Developed countries have been using midlevel dental providers for decades. New Zealand, for example, has licensed dental nurses (equivalent to a dental therapist) for almost a century. In 2004, the U.S. government’s Indian Health Service partnered with New Zealand to train and license dental health aide therapists to serve rural communities in western Alaska as part of the Alaska Native Tribal Health Consortium’s Community Health Aide Program. By 2005, the first therapists were practicing in Alaska. Today, they serve 81 rural communities with a combined population of more than 40,000.
In more recent years, state legislatures in Minnesota, Maine and Vermont have started to use midlevel dental providers. In 2009, Minnesota created licenses for dental therapists and for advanced dental therapists. These two designations differ in the level of supervision required, but both allow license holders to perform a variety of important preventive and routine procedures, including filling cavities and some extractions. In 2014, Maine passed a law authorizing dental hygiene therapists, and in June 2016 Vermont passed a similar law. Twelve other states have introduced legislation in 2016 to create midlevel dental providers like those in these three states.
There are minor differences in how midlevel dental providers work in different states. But the reason for creating a new provider position is similar: to increase dental care access for underserved groups and boost the supply of dental providers to meet the challenges of an aging dentist workforce. In Minnesota, where dental therapists have been practicing the longest in the U.S., this approach appears to be working. A 2014 report by the Minnesota Department of Health and the Minnesota Board of Dentistry found that the introduction of dental therapists and advanced dental therapists is working as planned. They have increased access to care for underserved populations and enabled dental practices to treat more uninsured and Medicaid patients. The report also found that patients of these midlevel providers were generally satisfied with the services they received and that demand for these professionals is growing.

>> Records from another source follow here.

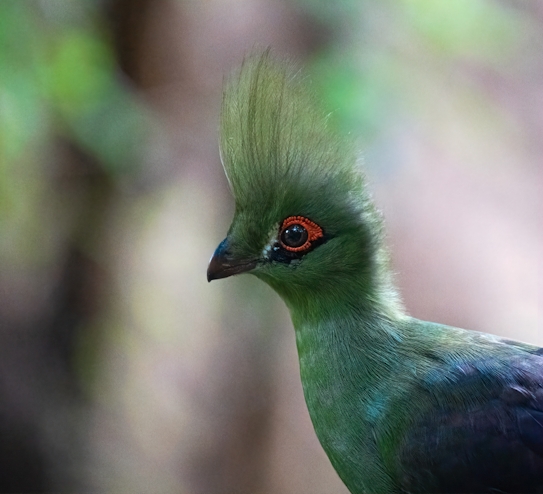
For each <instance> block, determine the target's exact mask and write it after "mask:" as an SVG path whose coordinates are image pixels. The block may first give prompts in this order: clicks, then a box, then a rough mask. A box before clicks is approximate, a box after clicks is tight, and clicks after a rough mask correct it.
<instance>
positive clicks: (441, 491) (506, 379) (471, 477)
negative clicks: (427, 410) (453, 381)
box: [398, 352, 543, 493]
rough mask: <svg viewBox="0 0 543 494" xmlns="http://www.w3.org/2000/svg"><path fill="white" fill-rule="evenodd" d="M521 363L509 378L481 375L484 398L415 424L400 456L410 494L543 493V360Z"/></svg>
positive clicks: (418, 420)
mask: <svg viewBox="0 0 543 494" xmlns="http://www.w3.org/2000/svg"><path fill="white" fill-rule="evenodd" d="M522 353H523V352H522ZM514 360H515V361H514V362H512V363H511V369H510V370H511V374H510V375H509V376H508V378H507V379H504V378H503V379H495V380H494V382H491V380H490V379H486V382H484V383H483V379H482V380H481V390H483V389H484V390H485V393H484V394H487V393H488V389H489V388H490V390H491V391H490V393H489V395H490V396H489V398H488V399H486V400H485V401H484V402H483V403H480V404H478V405H476V406H472V408H471V409H467V410H459V409H458V407H448V408H447V407H441V408H438V409H435V410H433V411H432V412H431V413H428V414H426V416H424V417H422V418H421V419H420V420H418V421H417V422H416V423H415V424H414V427H413V428H411V429H410V432H409V433H408V434H407V435H406V437H404V440H403V441H402V446H401V449H400V455H399V458H398V459H399V462H400V465H401V467H400V470H401V472H403V473H402V474H401V479H400V485H401V487H402V489H403V490H404V491H405V492H413V493H414V492H436V493H438V492H439V493H468V492H469V493H499V492H507V493H543V358H542V357H541V356H539V355H534V354H530V353H525V354H524V356H520V357H519V358H518V359H514ZM502 377H503V376H502ZM485 378H488V376H485ZM466 379H473V377H468V378H466ZM454 386H456V387H457V388H458V387H462V382H456V383H454ZM441 392H444V393H446V392H447V389H446V388H445V389H443V390H441Z"/></svg>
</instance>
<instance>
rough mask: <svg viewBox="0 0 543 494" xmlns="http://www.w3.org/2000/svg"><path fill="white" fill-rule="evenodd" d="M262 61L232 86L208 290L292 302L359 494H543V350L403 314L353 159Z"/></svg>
mask: <svg viewBox="0 0 543 494" xmlns="http://www.w3.org/2000/svg"><path fill="white" fill-rule="evenodd" d="M307 86H308V84H307V81H306V80H305V79H304V78H303V77H301V76H300V75H299V74H296V73H294V72H293V71H291V69H290V68H289V65H288V64H284V63H283V62H281V61H279V60H277V59H275V58H274V57H273V56H272V55H270V53H269V52H265V53H264V54H263V55H259V56H252V57H249V58H248V59H247V60H246V61H245V62H244V63H243V65H242V67H241V69H240V71H239V72H238V73H237V74H236V75H235V76H234V77H232V78H231V79H230V80H229V81H228V82H227V85H226V88H225V91H224V97H223V106H222V116H221V135H220V149H221V157H222V162H223V165H224V168H225V171H226V174H227V177H228V181H229V184H230V187H231V189H232V193H233V195H234V198H235V214H234V219H233V221H232V224H231V226H230V229H229V231H228V234H227V236H226V238H225V239H224V240H223V241H222V242H221V244H220V245H219V246H218V248H217V250H216V251H215V253H214V254H213V257H212V258H211V261H210V264H209V268H208V271H207V277H208V280H209V281H211V280H214V279H217V278H226V277H228V276H231V275H235V274H239V273H251V274H254V275H255V276H256V277H258V278H260V279H261V280H263V281H264V282H266V283H267V284H268V285H270V286H271V287H272V288H273V289H274V290H275V291H276V292H277V293H278V294H279V295H280V297H281V298H282V299H283V300H284V302H285V303H286V305H287V307H288V309H289V310H290V314H291V317H292V322H293V325H294V329H295V333H296V344H297V348H298V355H299V362H300V374H301V379H302V384H303V390H304V395H305V400H306V403H307V407H308V409H309V413H310V416H311V420H312V422H313V426H314V428H315V432H316V434H317V436H318V438H319V440H320V443H321V444H322V447H323V448H324V450H325V451H326V453H327V455H328V457H329V459H330V461H331V463H332V465H333V466H334V468H335V469H336V471H337V473H338V474H339V476H340V478H341V479H342V480H343V482H344V483H345V485H346V486H347V487H348V489H349V490H350V491H351V492H352V493H400V492H401V493H407V492H411V493H419V492H433V493H438V492H439V493H445V492H450V493H460V492H463V493H468V492H469V493H483V492H488V493H490V492H492V493H497V492H509V493H517V492H522V493H528V492H530V493H536V492H539V493H543V350H542V349H540V348H537V347H534V346H531V345H528V344H524V343H520V342H515V341H511V340H506V339H501V338H498V337H496V336H492V335H490V334H484V333H478V332H473V331H467V330H464V329H458V328H454V327H449V326H444V325H441V324H436V323H432V322H426V321H421V320H418V319H415V318H413V317H410V316H408V315H407V314H406V313H405V311H404V309H403V307H402V304H401V302H400V298H399V296H398V294H397V291H396V290H395V288H394V285H393V281H392V277H391V274H390V271H389V267H388V263H389V261H388V255H387V249H386V247H385V245H384V233H383V223H382V218H381V215H380V214H379V212H378V211H377V209H376V208H375V206H374V204H373V202H372V200H371V198H370V196H369V193H368V191H367V190H366V185H365V179H364V176H363V175H362V173H361V171H360V167H359V164H358V162H357V154H356V149H355V146H354V145H353V143H352V142H350V141H349V139H347V138H345V137H341V136H339V135H337V133H336V132H334V131H333V130H332V129H331V128H330V126H329V125H327V120H328V118H327V116H326V115H325V114H324V113H323V112H322V111H321V110H320V109H319V105H318V104H317V103H316V102H315V99H314V97H313V96H312V93H311V91H310V90H308V88H307Z"/></svg>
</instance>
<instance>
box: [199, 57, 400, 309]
mask: <svg viewBox="0 0 543 494" xmlns="http://www.w3.org/2000/svg"><path fill="white" fill-rule="evenodd" d="M307 86H308V82H307V80H306V79H305V78H304V77H302V76H300V75H299V74H296V73H294V72H293V71H292V70H291V69H290V67H289V65H288V64H284V63H282V62H280V61H278V60H276V59H275V58H274V57H273V56H272V55H270V53H269V51H267V52H265V53H264V54H263V55H259V56H252V57H250V58H248V59H246V60H245V62H244V63H243V65H242V67H241V69H240V71H239V72H238V73H237V74H236V75H235V76H234V77H232V78H231V79H230V80H229V81H228V82H227V84H226V86H225V90H224V95H223V105H222V114H221V134H220V149H221V159H222V162H223V166H224V169H225V172H226V175H227V177H228V181H229V184H230V188H231V190H232V193H233V195H234V199H235V214H234V219H233V221H232V224H231V226H230V229H229V231H228V234H227V236H226V238H225V239H224V240H223V241H222V242H221V244H220V245H219V246H218V248H217V250H216V251H215V253H214V255H213V257H212V258H211V261H210V264H209V268H208V272H207V276H208V280H209V281H211V280H214V279H218V278H225V277H228V276H231V275H235V274H239V273H245V272H249V273H252V274H254V275H256V276H257V277H259V278H261V279H262V280H264V281H265V282H266V283H268V284H269V285H270V286H271V287H272V288H273V289H275V290H276V291H277V292H278V293H279V295H281V296H282V297H283V299H284V300H285V301H286V302H287V305H289V306H291V307H292V306H296V305H297V304H301V303H303V302H304V300H306V299H307V298H308V297H309V298H312V299H315V298H319V299H322V298H327V299H330V298H334V297H336V298H341V297H343V298H344V296H347V297H348V298H349V293H350V292H352V293H353V294H354V293H356V294H357V296H359V295H360V294H361V293H364V294H365V295H366V296H367V297H369V298H372V297H373V298H374V299H377V297H378V293H379V292H383V289H385V290H387V291H390V290H389V288H390V287H389V286H388V285H387V283H386V282H385V279H386V278H387V276H386V267H385V266H386V259H387V256H386V253H385V250H384V249H383V247H382V222H381V218H380V215H379V213H378V212H377V211H376V209H375V207H374V206H373V203H372V201H371V200H370V198H369V196H368V194H367V192H366V189H365V180H364V177H363V175H362V172H361V170H360V167H359V164H358V160H357V157H356V152H355V148H354V146H353V143H352V142H350V141H349V140H347V139H344V138H341V137H340V136H338V135H337V134H336V133H335V132H334V131H333V130H332V129H331V128H330V126H329V125H328V123H329V122H328V120H329V119H328V116H327V115H326V114H325V113H323V112H322V110H321V109H320V108H319V105H318V104H317V103H316V101H315V99H314V97H313V95H312V93H311V91H310V90H308V87H307ZM384 285H387V286H384ZM351 298H352V297H351Z"/></svg>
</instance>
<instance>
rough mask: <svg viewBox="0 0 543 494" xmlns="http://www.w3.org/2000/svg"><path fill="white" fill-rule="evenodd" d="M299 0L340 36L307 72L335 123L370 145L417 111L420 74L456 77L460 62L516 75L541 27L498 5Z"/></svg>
mask: <svg viewBox="0 0 543 494" xmlns="http://www.w3.org/2000/svg"><path fill="white" fill-rule="evenodd" d="M297 2H298V4H300V5H301V6H302V8H304V9H305V10H307V11H308V12H310V13H311V14H312V15H313V16H314V17H315V18H317V19H318V20H319V22H321V23H322V24H323V25H325V26H327V27H329V28H331V29H332V30H333V32H334V40H333V42H332V43H329V44H328V45H327V47H326V48H325V49H324V50H321V51H319V52H317V54H316V55H315V56H314V58H313V60H312V63H311V64H310V67H309V72H310V73H311V76H312V79H313V80H314V84H315V87H316V91H317V92H318V95H319V97H320V98H321V99H322V100H323V102H324V105H325V106H326V107H327V108H329V109H332V110H333V114H332V117H333V118H332V121H333V122H335V124H336V125H338V126H340V127H341V128H342V131H345V130H347V131H353V130H356V132H357V133H360V135H362V136H364V141H365V144H366V145H367V144H368V143H370V142H371V141H372V140H373V139H374V138H375V137H376V136H377V135H378V134H379V133H380V132H381V130H382V129H383V127H384V126H385V125H387V124H389V123H390V122H391V121H392V120H393V119H398V117H399V116H400V118H401V114H402V110H403V109H404V108H406V107H408V110H409V112H415V113H416V110H417V105H418V103H419V102H420V100H419V98H420V97H421V93H420V90H421V89H420V84H419V82H420V81H419V80H417V76H416V75H415V74H416V73H417V74H419V75H418V77H420V73H424V72H425V71H426V72H427V73H430V72H431V71H433V73H432V74H431V77H430V74H429V77H428V79H430V78H432V80H433V79H434V78H436V77H437V78H438V79H439V78H442V79H452V77H451V74H450V73H449V72H448V71H447V68H448V67H450V65H451V64H458V65H459V66H462V65H463V66H470V65H473V66H476V67H477V70H488V71H493V72H496V73H498V74H499V75H501V76H507V75H510V74H514V73H515V72H517V71H518V68H519V64H521V63H522V57H521V56H519V54H520V53H521V52H522V50H523V47H525V46H526V45H527V44H528V43H529V39H530V32H531V31H534V30H535V29H536V26H535V25H534V22H533V20H532V19H530V18H529V17H528V16H525V15H523V13H522V11H521V10H519V9H514V8H512V6H511V4H508V3H506V2H496V1H492V0H454V1H447V0H400V1H392V0H384V1H380V2H372V1H369V0H360V1H355V0H344V1H342V2H333V3H331V2H325V1H323V0H297ZM334 26H335V27H334ZM440 69H443V70H442V73H441V74H439V73H438V74H436V71H437V72H439V70H440ZM451 82H452V81H445V82H444V83H445V85H446V84H447V83H451ZM474 89H475V88H474ZM475 90H476V89H475ZM478 96H480V97H484V95H483V94H478Z"/></svg>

There is also some evidence that hiring midlevel providers increased the efficiency of dental practices. A case study of one Minneapolis community or safety net clinic — a treatment center that primarily serves low-income patients — found that a single dental therapist performed 1,756 patient visits in a single year. Moreover, increased patient volume at the clinic generated revenues that exceeded the cost of employing the dental therapist by more than $30,000 and allowed the clinic to hire another midlevel provider.
These findings corroborate research showing that midlevel dental providers can safely perform about half the procedures done at safety net dental clinics, 80 percent of procedures done at community clinics, and more than half of those done at hospital-based clinics. The reason for this is simple: Midlevel dental providers are trained to perform procedures that are most common, like filling cavities and extracting teeth — procedures that are also in high demand among underserved and uninsured populations.